The use of the RF model for the prediction of EEA prognosis when deciding whether to recommend adjuvant therapies is of great importance, particularly for patients with FIGO stage I disease. Those who have a low risk of relapse according to traditional clinicopathological risk factors may not have to receive postoperative adjuvant chemoradiotherapy. The results from previous studies have indicated that a large proportion of patients with EEA, who were at a low risk of relapse according to the traditional criteria and had not received postoperative adjuvant chemoradiotherapy, eventually relapsed or deceased (5,6). The RF prediction model derived on the basis of clinical features and gene expression is promising for providing an individualized and more accurate prediction for patients with EEA. Combining the predictive results of the RF model and traditional criteria could also be used for better stratification of patients in clinical trials, as well as for providing more accurate counseling ideas for patients.

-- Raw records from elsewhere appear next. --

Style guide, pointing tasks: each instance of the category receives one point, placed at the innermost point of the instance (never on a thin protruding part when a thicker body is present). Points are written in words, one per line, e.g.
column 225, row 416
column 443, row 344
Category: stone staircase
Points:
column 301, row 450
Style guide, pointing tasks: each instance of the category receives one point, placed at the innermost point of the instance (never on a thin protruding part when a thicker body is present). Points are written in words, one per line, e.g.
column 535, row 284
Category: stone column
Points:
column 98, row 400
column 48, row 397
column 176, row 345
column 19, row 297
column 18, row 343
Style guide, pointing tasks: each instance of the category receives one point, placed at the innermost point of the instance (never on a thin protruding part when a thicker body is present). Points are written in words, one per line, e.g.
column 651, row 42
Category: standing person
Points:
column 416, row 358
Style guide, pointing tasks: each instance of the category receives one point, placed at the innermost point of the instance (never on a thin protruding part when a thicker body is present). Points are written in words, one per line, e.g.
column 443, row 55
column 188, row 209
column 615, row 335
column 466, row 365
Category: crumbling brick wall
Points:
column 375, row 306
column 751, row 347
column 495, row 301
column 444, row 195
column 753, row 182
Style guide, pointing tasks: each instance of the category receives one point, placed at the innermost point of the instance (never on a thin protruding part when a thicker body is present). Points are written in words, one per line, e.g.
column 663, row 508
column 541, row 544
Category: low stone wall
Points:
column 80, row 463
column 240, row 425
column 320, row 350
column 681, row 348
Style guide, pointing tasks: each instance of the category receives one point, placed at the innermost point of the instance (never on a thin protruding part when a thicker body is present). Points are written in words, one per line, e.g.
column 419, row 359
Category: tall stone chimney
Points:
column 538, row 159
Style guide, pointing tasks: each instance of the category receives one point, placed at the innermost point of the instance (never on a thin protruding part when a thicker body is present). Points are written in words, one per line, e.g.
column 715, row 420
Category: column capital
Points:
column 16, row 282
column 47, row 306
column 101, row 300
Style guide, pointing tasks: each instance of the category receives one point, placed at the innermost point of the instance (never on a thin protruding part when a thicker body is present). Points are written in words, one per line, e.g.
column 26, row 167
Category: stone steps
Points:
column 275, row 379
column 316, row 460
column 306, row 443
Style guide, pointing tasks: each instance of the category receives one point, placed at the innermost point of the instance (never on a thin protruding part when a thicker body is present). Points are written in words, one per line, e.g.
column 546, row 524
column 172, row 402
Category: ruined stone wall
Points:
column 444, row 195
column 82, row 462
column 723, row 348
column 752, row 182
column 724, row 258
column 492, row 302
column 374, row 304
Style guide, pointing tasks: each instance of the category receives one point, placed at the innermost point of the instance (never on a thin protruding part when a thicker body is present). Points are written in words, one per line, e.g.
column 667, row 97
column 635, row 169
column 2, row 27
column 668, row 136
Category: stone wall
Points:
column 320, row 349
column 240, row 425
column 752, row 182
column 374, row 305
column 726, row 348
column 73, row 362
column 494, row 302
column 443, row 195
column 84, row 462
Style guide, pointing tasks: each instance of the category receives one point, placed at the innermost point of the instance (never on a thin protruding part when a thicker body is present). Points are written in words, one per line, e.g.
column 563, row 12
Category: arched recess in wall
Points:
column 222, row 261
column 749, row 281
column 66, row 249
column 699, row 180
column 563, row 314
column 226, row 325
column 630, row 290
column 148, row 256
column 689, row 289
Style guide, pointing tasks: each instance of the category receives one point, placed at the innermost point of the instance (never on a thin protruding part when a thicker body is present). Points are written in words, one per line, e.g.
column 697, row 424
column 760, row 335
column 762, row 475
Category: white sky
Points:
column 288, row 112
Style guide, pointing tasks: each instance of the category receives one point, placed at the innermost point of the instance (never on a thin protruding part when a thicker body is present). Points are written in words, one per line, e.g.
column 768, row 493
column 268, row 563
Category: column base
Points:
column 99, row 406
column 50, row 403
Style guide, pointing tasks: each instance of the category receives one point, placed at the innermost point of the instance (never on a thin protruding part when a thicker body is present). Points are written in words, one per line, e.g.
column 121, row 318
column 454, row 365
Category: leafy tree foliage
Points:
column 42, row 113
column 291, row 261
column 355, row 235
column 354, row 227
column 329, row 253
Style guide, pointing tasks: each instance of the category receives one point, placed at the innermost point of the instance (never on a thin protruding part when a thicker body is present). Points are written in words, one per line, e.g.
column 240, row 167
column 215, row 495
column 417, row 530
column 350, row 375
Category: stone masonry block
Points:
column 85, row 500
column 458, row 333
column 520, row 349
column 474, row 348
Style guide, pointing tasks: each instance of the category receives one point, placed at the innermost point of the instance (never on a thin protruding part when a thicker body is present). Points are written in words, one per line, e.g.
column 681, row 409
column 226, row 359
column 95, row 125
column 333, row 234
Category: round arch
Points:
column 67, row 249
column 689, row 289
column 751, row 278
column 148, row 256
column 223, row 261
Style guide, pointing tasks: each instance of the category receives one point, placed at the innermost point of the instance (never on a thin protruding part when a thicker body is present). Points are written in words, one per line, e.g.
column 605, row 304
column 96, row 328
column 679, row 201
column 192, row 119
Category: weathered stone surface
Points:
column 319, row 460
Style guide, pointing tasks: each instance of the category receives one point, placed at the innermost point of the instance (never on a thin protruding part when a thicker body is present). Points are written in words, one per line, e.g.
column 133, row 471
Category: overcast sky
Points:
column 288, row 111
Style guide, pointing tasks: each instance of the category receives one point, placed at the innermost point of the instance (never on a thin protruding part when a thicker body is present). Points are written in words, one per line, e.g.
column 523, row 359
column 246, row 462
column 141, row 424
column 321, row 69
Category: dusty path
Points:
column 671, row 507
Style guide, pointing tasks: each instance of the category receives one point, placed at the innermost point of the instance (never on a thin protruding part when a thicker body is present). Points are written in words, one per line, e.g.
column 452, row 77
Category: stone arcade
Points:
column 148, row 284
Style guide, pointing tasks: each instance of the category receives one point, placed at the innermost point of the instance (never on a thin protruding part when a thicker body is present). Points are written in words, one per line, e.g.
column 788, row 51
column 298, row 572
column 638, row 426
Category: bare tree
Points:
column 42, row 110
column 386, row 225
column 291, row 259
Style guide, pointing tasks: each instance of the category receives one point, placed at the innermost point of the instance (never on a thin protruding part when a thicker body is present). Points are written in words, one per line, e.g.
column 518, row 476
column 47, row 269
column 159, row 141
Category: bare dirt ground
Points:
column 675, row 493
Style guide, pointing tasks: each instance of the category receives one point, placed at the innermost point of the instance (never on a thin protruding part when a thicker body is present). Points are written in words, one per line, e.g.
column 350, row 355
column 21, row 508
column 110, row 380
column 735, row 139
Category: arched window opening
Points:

Two nomograms (45,46) established by traditional characteristics for the predictive survival of EC have been produced, and their training accuracies were between 0.71 and 0.78. The first nomogram consists of five simple clinical features, including FIGO stage, age at diagnosis, final histological grade, negative lymph nodes and histological subtype (45). The second nomogram was validated in randomly selected patients (46) and indicated that tumor grade, age and lymphovascular space involvement were highly predictive for all outcomes. The establishment of the two nomograms was based on Cox regression analyses. Previous studies have demonstrated that machine-learning approaches appear to be more suitable than traditional statistical methods for some situations, such as the prediction of cancer prognosis, which involves a certain number of potential predictors (10,11); thus, it may be more suitable to build such nomograms with machine-learning methods such as RF. In addition, biological characteristics and clinical features were particularly important in the prognosis of EEA. Using a combination of molecular and conventional characteristics as classifications would provide a better appraisal of prognostic and predictive factors, and the combination of traditional clinical factors and molecular biological characteristics is very important for the prognosis of EEA.

The classification accuracy of the RF prediction model combined with traditional clinicopathological features and gene expression was markedly higher than that of the RF models that were based on the traditional clinicopathological features or gene expression alone, indicating that traditional clinicopathological features and gene expression were important factors for the prognosis of EEA. The inclusion of numerous patients and prognosis-associated clinical features in the establishment of the RF prediction models is vital, and unfortunately, the number of samples in the present study was limited. In future research, more clinical samples and more clinical features will be collected for RF model establishment. The RF prediction model presented within the present study could provide a more individualized and accurate estimation of relapse and/or mortality for patients diagnosed with EEA following primary therapy. The RF model could also be used for better stratification of patients in clinical trials and for providing more accurate counseling ideas for patients.

To the best of our knowledge, the present study is the first to establish an EEA predictive model that combines genes and traditional features using RF. The RF model derived on the basis of the ‘11 genes and grade’ achieved better predictive performances than RF models established by either the 11 genes or grade alone, indicating that the RF model derived on the basis of the ‘genes and clinical features’ had a stronger predictive ability for the prognosis of EEA.

Acknowledgements

Not applicable.

Funding

The present study was supported by the National Natural Science Foundation of China (grant nos. 81502237, 81272869 and 81672571), the National Key Technology Research and Development Program of the Ministry of Science and Technology of China (grant no. 2015BAI13B06), and the Basic research project of Peking University (grant no. BMU2018JC005).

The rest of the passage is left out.